Waimanawa/Little Shoal Bay

Size: 29 hectares

Area description

The Wai Manawa/Little Shoal Bay biodiversity focus area on Tāmaki Makaurau / Auckland's North Shore includes:

  • Le Roys Bush Reserve
  • Little Shoal Bay Reserve
  • part of Dudding Park sports field
Wai Manawa/Little Shoal Bay.
Looking north over Wai Manawa/Little Shoal Bay on the North Shore with its reserve consisting mostly of kauri, podocarp, broadleaved forest.
Photo credit: Andrew Macdonald, Biospatial Ltd 2019

Ecosystems description

Within this biodiversity focus area, native forest covers a steep-sided valley. A stream flows through the valley over a 10m high waterfall that broadens out into a large, terraced, raupō wetland (WL19). Two other streams enter from either side of the valley at the base, with another raupō wetland next to the stream on the eastern side.

The streams merge into one before flowing through patches of saltmarsh (SA1) into Waimanawa/Little Shoal Bay. This provides an important ecological sequence from forest and stream to freshwater wetland, then to saline wetland and the marine environment.

The forest surrounding the stream and upper wetland is mostly young, regenerating kauri, podocarp, broadleaved forest (WF11). Kauri, tanekaha and kānuka are common in the canopy on the hillslopes. Broadleaved trees such as taraire, pūriri and tawa are common at the base of the slopes. 

Closer to the beach, there is a patch of pōhutukawa, pūriri, broadleaved forest (WF4) on the steep slopes between the wetlands.

The biodiversity focus area contains the largest raupō wetland on the North Shore.

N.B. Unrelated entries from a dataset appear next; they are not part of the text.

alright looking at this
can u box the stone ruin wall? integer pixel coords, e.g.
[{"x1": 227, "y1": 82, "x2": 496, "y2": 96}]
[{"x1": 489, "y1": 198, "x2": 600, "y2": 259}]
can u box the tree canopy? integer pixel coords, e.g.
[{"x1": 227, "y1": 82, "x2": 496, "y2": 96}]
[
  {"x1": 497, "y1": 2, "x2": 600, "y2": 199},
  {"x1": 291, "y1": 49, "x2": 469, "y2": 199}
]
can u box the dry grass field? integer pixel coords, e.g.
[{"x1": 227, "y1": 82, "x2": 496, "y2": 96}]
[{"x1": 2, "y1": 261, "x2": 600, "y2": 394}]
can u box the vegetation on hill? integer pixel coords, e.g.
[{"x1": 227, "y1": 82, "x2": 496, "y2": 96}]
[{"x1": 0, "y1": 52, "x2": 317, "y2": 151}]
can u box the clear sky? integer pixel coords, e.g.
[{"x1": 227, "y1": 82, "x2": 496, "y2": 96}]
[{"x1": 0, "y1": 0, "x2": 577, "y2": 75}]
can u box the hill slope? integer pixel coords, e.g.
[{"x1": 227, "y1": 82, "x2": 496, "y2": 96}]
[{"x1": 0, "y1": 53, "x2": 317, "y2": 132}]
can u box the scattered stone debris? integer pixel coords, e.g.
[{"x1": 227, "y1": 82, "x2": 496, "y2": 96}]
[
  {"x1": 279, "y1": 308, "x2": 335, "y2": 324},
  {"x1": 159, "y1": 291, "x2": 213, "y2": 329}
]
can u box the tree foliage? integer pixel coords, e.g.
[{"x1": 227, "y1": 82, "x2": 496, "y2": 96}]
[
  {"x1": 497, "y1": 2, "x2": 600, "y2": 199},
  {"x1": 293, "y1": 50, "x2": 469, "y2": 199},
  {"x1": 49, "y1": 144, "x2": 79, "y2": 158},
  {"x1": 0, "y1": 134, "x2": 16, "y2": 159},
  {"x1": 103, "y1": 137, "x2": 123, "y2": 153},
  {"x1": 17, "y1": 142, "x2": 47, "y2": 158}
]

Although raupō is the most common wetland species, other species include pūkio, purua grass and giant umbrella sedge.

Wai Manawa/Little Shoal Bay.
The full extent of Wai Manawa/Little Shoal Bay BFA.
Photo credit: Andrew Macdonald, Biospatial Ltd 2019

Native fauna

The native forest provides important habitat for native forest birds such as:

  • kererū
  • kotare (kingfisher)
  • pīwakawaka (fantail)
  • riroriro (grey warbler)
  • tauhou (silvereye)
  • tūī.

The wetlands provide habitat to freshwater fish species such as īnanga and banded kōkopu and wetland birds such as pūweto (spotless crake).

Restoration actions

The local community is very involved in animal pest and weed control to protect the biodiversity values of this area. Auckland Council also manages weeds and pests in the local reserve network.